Bud Loyacano

Bud Loyacano

Click here to LISTEN TO / READ THE TRANSCRIPT OF Bud’s interview in the Tulane University archives.

While New Orleans-born John William ‘Bud’ Loyacano (1879-1960) is the earliest idiodextrous bassist known to date, he didn’t hear ‘jazz’ until his mid-twenties. His most notable associations were with Triangle Band (1917-1925) and the Halfway House Orchestra (1923-1928).

Loyacano and his six siblings grew up listening to their father play ‘popular songs’ on guitar and all four brothers went on to become active and influential musicians in an around New Orleans during the pre-jazz, rag-time and early jazz eras.

Bud began playing aged ten and performed on ‘Jew’s harp’, harmonica, guitar, mandolin, violin, tuba and eventually double bass. He worked in situations ranging from playing ‘polka, mazurka, schottische, valse’ for society dances to ‘ballyhoing outside burlesque shows’ and ‘thirteen years in the Mardi Gras parades’ playing jazz.

The self-taught Loyacano proudly declared ‘I was a ‘whippin’ piece of furniture’ on the bass fiddle; I used to slap them like nobody’s business’. He notes that bassists of his day almost always played two in a bar. When discussing his back-to-front playing, he described how he pulled the strings and let them slap back onto the fingerboard ‘just like any other’.

Considering that Loyacano says he never played walking bass lines (nor employed embellishments like raking and certainly never soloing), his idiodexterity may not have had any significant technical consequences at all. In the case of the ‘slap bass’ technique popular in early jazz of the 1920s, it may even have been an advantage, given that the desired sound was thin and percussive rather than deep and flowing.

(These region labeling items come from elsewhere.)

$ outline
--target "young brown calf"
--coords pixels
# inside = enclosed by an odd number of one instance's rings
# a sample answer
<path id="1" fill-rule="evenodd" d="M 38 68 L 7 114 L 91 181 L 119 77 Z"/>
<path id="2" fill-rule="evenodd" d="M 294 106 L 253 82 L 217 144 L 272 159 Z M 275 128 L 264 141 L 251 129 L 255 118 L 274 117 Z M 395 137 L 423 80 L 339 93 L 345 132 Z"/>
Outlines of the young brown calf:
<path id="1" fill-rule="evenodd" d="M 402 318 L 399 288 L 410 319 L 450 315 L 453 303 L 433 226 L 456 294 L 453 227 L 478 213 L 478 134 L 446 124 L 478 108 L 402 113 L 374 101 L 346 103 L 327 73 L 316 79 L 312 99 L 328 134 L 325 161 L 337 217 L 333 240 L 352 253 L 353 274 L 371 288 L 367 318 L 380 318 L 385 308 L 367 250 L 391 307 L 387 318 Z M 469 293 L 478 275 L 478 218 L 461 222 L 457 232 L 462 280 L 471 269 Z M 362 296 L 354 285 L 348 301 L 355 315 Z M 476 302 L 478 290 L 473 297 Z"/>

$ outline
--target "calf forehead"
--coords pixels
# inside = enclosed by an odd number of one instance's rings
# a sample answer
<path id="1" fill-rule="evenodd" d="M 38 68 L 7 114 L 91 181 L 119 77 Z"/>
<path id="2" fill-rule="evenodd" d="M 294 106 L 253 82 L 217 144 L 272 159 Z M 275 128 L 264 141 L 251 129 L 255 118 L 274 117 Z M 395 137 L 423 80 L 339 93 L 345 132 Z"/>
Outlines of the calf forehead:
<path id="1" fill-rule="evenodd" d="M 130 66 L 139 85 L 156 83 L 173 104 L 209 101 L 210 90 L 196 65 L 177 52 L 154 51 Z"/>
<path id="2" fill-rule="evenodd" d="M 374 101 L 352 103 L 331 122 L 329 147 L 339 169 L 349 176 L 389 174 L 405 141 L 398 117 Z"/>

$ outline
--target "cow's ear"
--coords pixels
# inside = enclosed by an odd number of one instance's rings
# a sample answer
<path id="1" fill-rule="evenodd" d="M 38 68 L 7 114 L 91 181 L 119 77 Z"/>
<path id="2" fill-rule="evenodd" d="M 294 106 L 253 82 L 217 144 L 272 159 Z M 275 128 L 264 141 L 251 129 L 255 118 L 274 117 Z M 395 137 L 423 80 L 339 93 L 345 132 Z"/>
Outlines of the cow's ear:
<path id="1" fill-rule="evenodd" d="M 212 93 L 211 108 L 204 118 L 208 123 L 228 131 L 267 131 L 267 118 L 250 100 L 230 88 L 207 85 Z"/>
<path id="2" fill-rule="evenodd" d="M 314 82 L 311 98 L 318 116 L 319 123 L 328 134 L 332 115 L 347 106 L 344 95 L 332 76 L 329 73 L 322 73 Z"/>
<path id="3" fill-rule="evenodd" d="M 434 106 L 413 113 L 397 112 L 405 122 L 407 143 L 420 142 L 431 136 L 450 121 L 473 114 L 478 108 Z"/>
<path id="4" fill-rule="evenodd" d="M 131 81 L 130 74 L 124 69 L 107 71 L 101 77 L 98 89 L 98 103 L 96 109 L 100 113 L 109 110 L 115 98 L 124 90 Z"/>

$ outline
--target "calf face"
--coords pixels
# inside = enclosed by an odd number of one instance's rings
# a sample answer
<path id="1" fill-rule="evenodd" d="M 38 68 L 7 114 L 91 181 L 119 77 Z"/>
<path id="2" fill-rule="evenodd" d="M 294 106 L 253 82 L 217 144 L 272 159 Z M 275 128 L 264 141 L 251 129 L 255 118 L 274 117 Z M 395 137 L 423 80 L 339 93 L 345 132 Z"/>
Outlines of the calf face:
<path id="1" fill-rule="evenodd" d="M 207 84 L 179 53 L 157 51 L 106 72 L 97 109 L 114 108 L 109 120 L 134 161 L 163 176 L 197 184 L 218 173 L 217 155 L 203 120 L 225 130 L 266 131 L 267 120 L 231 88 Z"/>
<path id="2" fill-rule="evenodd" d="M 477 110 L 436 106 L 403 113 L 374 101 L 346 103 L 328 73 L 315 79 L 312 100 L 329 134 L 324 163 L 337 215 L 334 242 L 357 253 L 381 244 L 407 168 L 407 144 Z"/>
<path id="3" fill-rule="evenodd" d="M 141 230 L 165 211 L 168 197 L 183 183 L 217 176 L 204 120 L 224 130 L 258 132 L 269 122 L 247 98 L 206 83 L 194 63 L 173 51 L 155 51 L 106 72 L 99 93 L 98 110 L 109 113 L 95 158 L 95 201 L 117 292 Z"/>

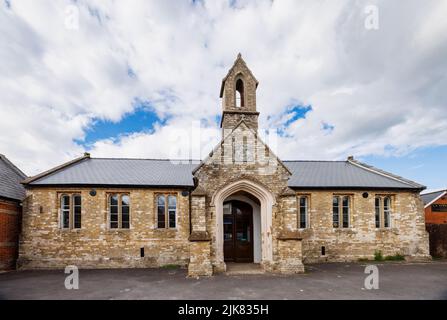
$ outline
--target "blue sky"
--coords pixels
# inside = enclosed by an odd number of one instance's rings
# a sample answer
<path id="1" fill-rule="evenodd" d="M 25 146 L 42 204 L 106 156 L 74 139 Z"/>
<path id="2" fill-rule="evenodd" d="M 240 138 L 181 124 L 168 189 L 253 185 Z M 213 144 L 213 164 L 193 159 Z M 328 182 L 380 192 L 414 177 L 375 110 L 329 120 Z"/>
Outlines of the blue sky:
<path id="1" fill-rule="evenodd" d="M 240 52 L 281 158 L 447 187 L 447 2 L 376 0 L 368 29 L 370 2 L 2 1 L 0 152 L 28 174 L 85 151 L 203 158 Z"/>

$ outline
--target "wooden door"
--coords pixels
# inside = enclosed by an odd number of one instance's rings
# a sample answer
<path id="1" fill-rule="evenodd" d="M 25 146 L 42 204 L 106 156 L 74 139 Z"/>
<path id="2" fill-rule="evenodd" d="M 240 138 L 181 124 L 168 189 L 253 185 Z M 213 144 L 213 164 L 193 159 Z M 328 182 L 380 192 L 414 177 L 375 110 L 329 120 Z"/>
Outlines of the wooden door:
<path id="1" fill-rule="evenodd" d="M 242 201 L 224 204 L 224 260 L 253 262 L 253 208 Z"/>

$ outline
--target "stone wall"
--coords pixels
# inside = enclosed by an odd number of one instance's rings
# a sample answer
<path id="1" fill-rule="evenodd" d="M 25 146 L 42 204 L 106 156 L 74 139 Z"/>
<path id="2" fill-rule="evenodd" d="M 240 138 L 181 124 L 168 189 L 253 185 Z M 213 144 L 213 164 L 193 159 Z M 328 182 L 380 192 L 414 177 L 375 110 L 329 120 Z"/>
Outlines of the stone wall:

Bud’s younger brother Joe revered the way he would ‘pop the hell out of the strings. Make them hit the fingerboard’ and noted that they called that style ‘woodblock bass’ for its percussive similarity to the drummer playing sticks on woodblocks. This clarifies that depth of tone was not a priority and further supports the idea that Loyacano’s idiodexerity had no impact on his abilities as an early jazz musician.